Keep all documentation for your fiduciary file, including audits, documentation of compliance with the above items, contract negotiations, and request for proposal responses where the service provider may not be able to meet your requested level of security, but as a fiduciary you made a reasonable effort to balance the plan fees, mitigation of cyber risks, and other competing needs of the plan and its participants.
G-MAP
Model Administrative Procedures For Plan Governance
Fiduciaries must hire professional assistance when they lack the expertise to perform necessary functions. The act of hiring a service provider is a fiduciary function and requires a prudent process that considers relevant information to ensure services are necessary and reasonable. The following procedures are part of G-MAP (Model Administrative Procedures), Steps 3-5, a framework for selecting, monitoring and replacing service providers.

Evaluate Needs of the Plan/ Participants
If plan assets are used to compensate service providers, Fiduciaries must ensure the services are necessary for the operation of the plan. Committee should periodically evaluate the needs of the plan/ participants.

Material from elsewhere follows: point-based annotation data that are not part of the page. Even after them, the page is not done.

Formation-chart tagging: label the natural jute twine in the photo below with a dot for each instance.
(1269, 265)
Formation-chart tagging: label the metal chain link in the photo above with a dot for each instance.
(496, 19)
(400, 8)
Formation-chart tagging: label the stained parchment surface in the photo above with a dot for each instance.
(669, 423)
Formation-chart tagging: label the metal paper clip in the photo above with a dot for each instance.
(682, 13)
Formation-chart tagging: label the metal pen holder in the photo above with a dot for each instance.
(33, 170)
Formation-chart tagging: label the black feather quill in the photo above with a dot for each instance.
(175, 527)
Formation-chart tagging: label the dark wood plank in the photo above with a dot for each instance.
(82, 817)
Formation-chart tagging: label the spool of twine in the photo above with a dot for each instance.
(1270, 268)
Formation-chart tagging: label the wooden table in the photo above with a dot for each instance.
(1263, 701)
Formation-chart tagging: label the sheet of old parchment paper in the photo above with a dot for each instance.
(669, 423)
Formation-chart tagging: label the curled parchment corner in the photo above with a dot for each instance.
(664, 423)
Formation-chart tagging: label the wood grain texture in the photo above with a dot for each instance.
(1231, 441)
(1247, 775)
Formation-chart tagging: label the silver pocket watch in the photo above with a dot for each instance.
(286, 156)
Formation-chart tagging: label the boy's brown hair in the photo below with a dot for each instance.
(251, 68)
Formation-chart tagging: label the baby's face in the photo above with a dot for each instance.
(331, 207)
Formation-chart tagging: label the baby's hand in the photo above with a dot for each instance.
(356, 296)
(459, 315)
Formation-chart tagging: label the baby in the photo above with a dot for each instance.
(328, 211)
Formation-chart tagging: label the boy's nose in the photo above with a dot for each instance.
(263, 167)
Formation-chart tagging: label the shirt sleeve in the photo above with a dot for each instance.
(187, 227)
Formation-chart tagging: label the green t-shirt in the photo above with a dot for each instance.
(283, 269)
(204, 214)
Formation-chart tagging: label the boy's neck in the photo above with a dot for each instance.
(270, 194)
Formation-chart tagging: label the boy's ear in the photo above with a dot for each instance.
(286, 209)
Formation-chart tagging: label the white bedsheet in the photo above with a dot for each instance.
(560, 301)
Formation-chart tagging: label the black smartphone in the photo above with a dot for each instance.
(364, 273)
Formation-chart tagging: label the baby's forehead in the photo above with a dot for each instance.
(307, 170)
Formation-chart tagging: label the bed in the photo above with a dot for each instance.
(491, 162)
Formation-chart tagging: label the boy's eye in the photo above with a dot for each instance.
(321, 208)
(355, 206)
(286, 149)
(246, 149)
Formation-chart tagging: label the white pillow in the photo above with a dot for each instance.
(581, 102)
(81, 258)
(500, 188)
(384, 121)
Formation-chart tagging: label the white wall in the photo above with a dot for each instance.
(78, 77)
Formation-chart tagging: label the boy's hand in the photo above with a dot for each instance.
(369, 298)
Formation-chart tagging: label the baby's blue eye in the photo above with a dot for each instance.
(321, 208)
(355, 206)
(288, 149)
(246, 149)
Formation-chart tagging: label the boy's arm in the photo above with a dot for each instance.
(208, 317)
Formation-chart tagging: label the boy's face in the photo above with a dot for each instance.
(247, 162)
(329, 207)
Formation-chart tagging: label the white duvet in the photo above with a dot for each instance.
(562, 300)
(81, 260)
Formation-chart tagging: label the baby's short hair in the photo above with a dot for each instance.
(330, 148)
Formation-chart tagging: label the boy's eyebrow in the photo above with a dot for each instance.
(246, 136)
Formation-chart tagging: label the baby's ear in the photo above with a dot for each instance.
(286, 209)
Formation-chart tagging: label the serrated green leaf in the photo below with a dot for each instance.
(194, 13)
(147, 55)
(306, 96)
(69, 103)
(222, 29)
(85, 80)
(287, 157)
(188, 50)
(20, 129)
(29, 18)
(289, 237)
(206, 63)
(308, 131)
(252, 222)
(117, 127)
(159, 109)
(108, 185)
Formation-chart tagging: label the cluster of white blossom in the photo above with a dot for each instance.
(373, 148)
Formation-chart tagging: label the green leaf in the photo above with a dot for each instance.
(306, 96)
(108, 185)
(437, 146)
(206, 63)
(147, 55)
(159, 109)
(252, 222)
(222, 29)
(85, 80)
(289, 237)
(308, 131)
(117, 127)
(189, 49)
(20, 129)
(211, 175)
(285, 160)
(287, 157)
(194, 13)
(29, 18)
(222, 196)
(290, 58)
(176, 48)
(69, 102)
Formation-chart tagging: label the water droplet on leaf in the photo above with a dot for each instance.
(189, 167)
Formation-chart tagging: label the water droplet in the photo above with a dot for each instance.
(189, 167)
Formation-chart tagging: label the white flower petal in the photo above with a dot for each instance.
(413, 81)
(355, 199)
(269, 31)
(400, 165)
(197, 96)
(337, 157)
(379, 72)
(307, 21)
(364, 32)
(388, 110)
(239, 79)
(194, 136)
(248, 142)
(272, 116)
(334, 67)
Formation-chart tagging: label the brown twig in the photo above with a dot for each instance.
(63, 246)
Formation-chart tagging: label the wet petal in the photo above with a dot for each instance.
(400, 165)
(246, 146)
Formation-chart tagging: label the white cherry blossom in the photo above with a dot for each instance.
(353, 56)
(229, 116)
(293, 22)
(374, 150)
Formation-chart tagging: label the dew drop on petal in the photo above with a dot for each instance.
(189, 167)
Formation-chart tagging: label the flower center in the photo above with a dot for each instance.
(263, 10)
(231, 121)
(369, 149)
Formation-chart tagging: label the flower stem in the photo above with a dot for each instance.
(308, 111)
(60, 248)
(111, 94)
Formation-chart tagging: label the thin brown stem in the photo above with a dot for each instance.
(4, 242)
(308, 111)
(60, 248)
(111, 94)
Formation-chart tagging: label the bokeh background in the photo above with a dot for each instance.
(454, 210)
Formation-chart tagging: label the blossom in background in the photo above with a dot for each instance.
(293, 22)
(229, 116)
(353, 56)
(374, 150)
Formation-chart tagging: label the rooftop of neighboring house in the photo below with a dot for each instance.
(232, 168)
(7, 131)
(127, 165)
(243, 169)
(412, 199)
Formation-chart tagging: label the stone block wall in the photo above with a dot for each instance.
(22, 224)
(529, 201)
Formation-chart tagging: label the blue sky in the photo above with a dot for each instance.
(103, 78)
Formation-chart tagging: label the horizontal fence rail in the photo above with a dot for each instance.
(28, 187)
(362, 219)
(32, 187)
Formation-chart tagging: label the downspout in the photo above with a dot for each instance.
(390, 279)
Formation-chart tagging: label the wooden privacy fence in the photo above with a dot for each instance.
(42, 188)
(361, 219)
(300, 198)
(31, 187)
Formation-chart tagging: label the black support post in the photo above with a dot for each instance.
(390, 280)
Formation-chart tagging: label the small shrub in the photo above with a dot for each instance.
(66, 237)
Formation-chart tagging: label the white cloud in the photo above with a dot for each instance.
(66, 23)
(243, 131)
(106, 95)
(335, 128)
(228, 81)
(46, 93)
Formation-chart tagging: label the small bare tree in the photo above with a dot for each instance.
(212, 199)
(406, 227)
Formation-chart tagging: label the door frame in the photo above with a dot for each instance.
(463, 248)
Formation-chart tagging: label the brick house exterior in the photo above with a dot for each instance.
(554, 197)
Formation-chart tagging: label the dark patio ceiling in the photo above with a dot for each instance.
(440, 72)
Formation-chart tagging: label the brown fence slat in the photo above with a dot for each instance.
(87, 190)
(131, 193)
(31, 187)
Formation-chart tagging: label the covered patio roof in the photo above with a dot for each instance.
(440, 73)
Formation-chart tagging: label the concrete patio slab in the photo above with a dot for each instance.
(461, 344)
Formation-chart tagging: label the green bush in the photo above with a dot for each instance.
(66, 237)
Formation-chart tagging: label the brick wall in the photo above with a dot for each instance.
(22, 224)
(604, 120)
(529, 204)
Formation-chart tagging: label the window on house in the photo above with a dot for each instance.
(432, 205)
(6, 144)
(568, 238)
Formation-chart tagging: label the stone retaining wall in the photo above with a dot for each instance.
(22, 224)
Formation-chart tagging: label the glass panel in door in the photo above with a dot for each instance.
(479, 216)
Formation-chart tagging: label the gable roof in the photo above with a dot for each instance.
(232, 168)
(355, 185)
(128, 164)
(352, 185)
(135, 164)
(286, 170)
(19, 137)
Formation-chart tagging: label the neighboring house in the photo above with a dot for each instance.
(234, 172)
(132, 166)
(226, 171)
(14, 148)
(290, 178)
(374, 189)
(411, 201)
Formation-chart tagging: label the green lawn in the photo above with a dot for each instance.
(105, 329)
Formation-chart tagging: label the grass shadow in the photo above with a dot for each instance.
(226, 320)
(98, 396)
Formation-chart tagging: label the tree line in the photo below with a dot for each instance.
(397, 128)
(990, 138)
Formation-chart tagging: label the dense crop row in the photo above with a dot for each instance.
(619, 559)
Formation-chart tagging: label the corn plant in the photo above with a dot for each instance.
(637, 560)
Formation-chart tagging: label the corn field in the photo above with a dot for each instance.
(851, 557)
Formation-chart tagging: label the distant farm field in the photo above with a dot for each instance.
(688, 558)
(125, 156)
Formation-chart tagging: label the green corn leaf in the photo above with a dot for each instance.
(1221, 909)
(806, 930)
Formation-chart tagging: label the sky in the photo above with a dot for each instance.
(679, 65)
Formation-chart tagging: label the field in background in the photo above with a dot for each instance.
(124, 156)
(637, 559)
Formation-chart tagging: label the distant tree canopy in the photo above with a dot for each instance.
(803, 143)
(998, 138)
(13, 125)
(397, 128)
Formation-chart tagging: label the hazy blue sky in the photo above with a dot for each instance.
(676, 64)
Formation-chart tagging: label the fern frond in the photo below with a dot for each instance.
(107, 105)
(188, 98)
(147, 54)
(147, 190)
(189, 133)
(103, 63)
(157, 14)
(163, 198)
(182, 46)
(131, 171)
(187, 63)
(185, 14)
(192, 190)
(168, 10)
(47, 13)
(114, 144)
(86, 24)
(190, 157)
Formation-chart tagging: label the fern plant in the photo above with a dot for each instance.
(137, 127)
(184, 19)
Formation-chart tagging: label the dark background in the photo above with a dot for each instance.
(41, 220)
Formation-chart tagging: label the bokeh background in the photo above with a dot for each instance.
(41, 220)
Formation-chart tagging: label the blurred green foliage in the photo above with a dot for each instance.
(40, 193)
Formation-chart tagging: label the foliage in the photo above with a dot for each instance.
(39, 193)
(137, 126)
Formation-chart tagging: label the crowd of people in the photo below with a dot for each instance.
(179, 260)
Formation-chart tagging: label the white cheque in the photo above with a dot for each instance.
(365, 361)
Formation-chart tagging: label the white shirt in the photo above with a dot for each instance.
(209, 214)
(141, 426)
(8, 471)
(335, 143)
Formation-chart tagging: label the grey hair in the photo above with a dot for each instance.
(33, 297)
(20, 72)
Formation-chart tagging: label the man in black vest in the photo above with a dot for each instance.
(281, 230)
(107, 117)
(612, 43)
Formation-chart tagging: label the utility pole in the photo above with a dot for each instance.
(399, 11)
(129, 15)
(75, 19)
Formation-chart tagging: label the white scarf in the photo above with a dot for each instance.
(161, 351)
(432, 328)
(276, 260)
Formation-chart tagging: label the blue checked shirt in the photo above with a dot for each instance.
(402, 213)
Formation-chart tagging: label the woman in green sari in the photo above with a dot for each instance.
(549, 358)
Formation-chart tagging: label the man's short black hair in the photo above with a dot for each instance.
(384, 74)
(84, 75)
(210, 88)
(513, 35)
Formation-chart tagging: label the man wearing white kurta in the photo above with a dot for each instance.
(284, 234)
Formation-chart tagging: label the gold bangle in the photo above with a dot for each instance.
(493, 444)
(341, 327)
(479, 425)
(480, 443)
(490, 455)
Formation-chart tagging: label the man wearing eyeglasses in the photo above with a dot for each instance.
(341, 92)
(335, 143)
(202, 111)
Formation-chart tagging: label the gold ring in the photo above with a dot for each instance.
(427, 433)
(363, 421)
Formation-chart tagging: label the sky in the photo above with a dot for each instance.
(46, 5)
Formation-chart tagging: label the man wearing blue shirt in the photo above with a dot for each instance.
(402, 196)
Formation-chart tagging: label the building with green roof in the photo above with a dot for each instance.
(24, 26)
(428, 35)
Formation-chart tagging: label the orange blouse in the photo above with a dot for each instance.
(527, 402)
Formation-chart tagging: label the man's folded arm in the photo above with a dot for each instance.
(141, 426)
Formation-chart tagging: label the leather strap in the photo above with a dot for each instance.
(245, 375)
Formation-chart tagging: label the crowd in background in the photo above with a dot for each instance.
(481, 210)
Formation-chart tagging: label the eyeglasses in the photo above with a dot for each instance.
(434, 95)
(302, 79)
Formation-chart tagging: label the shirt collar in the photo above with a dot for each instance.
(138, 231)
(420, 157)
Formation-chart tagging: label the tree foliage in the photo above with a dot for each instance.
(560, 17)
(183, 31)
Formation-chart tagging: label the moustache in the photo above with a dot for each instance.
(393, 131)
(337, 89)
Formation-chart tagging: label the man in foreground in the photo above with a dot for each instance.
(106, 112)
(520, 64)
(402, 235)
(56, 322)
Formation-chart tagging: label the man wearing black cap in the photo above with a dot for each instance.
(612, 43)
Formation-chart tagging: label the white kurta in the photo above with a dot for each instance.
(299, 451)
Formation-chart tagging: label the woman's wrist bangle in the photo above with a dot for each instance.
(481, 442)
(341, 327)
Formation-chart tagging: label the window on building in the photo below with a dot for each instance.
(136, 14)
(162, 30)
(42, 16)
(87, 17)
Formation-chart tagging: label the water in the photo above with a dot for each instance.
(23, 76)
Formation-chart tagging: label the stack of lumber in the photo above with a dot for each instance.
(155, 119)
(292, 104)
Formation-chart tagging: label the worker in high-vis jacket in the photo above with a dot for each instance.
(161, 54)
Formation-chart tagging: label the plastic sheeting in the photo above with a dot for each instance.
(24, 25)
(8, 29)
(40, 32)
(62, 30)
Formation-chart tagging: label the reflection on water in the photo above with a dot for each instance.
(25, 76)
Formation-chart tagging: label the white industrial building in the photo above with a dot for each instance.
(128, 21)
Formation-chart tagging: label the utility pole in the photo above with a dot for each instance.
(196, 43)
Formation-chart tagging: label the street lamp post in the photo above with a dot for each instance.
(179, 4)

Confirm Status of Service Providers
Fiduciaries must receive and review written disclosures from certain “Covered Service Providers” (CSPs); otherwise, the arrangement is a prohibited transaction. Committee should confirm CSP status, as necessary, receipt of required disclosures and fees for services are properly paid from plan assets.
Select & Monitor CSPs
Fiduciaries are required to review and approve arrangements with CSPs to ensure: 1) the services are necessary and 2) the terms and compensation are reasonable. Committee should periodically investigate experience of CSP, nature/scope of services, participant satisfaction, etc. and benchmark value received.